Pessoalmente, eu sempre trabalharia com um formato aberto, portável.
Isso implicaria na necessidade de ter em todos os lugares a possibilidade de lidar com formatos abertos, o que não é o caso do MS-Office.
Quanto à questão de estar o usuário acostumado com isso ou aquilo, tenho de discordar em parte, porque o prório MS-Office tem-se modificado sensivelmente a cada versão, e sempre há um novo aprendizado, mesmo pequeno, a ser cumprido.
Particularmente, e já comentei isso por aqui, o Word mais eficiente foi o 6.0.
Ele era menor, mais rápido, mais simples e apresentava mais recursos que seu sucessor (97).
Word 97 exigia 4 vezes mais memória para funcionar com estabilidade, e suas "melhorias" (especialmente se considerarmos o usuário mediano) passaram a ser de ordem cosmética.
No Word 6 podíamos preencher o background de uma tabela (ou de uma célula) com degradê. Hoje isso é impossível, a não ser que usemos uma figura.
Então melhoramos para pior, não é mesmo?
Word 6 (com 8MB RAM) já salvava em .RTF e .DOC e os arquivos resultantes eram menores e menos sujeitos a erros.
E já que falamos nisso, esses formatos, da forma com que foram implementados pela MS, podem ser muito perdulários, em especial se usarmos o recurso de auto-gravação, pois o Word grava uma nova cópia do texto e de sua formatação em seguida à anterior.
Dessa forma, se fizermos 10 gravações automaticas de um mesmo texto, teremos o texto repetido (e acrescido) 9 vezes.
O texto vai crescendo a cada segmento. E se houver qualquer erro entre os segmentos, o arquivo não poderá ser lido.
Na prática isso não incomoda muito, principalmente se tivermos memória RAM sobrando e se o sistema estiver bem instalado.
A melhor maneira de constatar isso é copiar literalmente o arquivo (não apenas "salvar" ou "salvar como").

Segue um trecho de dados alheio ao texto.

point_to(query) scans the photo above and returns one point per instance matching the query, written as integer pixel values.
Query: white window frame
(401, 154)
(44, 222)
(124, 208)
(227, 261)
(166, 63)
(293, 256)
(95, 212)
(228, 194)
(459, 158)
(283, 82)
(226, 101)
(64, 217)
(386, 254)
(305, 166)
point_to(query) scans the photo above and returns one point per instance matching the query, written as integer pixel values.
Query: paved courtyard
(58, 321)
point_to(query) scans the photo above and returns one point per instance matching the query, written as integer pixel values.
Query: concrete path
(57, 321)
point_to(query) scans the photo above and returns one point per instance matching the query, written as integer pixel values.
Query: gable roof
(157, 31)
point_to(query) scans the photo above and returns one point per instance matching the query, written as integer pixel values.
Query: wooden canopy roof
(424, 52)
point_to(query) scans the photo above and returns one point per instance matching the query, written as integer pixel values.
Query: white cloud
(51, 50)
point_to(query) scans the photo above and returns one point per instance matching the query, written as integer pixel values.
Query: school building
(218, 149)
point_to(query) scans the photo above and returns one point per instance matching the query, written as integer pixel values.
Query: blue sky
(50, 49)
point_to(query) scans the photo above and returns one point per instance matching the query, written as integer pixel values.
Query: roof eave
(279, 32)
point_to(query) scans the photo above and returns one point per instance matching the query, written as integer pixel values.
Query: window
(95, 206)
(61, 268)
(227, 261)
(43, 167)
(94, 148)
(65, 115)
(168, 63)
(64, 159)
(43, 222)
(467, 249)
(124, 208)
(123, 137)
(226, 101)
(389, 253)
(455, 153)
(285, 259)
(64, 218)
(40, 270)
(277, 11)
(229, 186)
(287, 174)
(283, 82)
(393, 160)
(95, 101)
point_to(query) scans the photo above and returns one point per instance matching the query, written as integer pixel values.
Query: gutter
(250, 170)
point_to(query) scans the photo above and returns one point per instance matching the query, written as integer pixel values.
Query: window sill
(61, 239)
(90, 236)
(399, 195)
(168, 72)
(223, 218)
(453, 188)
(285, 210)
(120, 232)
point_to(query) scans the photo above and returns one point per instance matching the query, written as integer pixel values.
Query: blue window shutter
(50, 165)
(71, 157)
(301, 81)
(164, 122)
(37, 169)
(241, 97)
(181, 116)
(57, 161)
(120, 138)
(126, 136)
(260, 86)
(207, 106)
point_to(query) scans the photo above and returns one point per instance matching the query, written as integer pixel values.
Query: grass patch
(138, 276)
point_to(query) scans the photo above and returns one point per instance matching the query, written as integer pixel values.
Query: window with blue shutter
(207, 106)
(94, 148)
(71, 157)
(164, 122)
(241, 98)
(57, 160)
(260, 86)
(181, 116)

Veremos que o arquivo resultante é MUITO menor que o original, e que abre mais rapidamente.
No Word 2003 com uma RAM de 128MB (16 vezes mais) poderemos eventualmente notar flutuações e travamentos indesejáveis e perda de controle do mouse por alguns momentos. Com 198MB esse fenômeno para de se manifestar.
Mais uma vez, melhoramos para pior.
Essas melhorias implicam em uma maior facilidade de uso? NÃO!
Já vi computadores "de loja" com o Windows Vista e o OpenOffice ou BR-Office instalados, e os usuários geralmente os usam sem notar diferença alguma, até que chegue um "entendido" (o tal "mechânico", que mexe em tudo) e insista em mudar para o Office 2007 (ou superior) piratão porque segundo seus próprios conceitos e sua total conveniên$$ia, é "melhor" enquanto o produto de código aberto simplesmente "não presta".
Como afirmei acima, sou partidário do odf mas também temos que ter vistas aos usuários preponderantes, que usam formatos proprietários. Assim sendo, acho que esse artigo é muito importante para ser discutido. E se fosse apenas uma dica, a meu ver teria igual importância.
Também gostaria de acrescentar que NÓS vestimos a camisa do software livre, do código e dos formatos abertos.
Porém o usuário mediano não tem a mesma visão nossa e vai querer usar aquilo a que já está acostumado.
Então precisamos trabalhar com documentos "complexos", mas não "complicados", inclusive para poder proporcionar-lhes maior portabilidade.
Existem várias formas de se fazer um documento, e uma delas deverá ser aquela que é certa e adequada - embora os demais resultados pareçam semelhantes.
Quem acompanha as listas de discussão sobre OpenOffice/BrOffice sabe que como os formatos da Microsoft não são abertos, o suporte dado a estes formatos não é 100% e salvar documentos em outros formatos que não ODF pode levar a perda de informações e/ou formatações, especialmente em documentos com formatação mais complexa e baixo uso de estilos.
A implantação da suite livre deve ser acompanhada sempre de um apoio técnico inicialmente forte e treinamento de pessoal, buscando efetivar uma mudança de cultura.
Sou da opinião que salvar no formato Microsoft (doc, ppt, xls) deve ser uma alternativa para situações adversas, não o uso comum.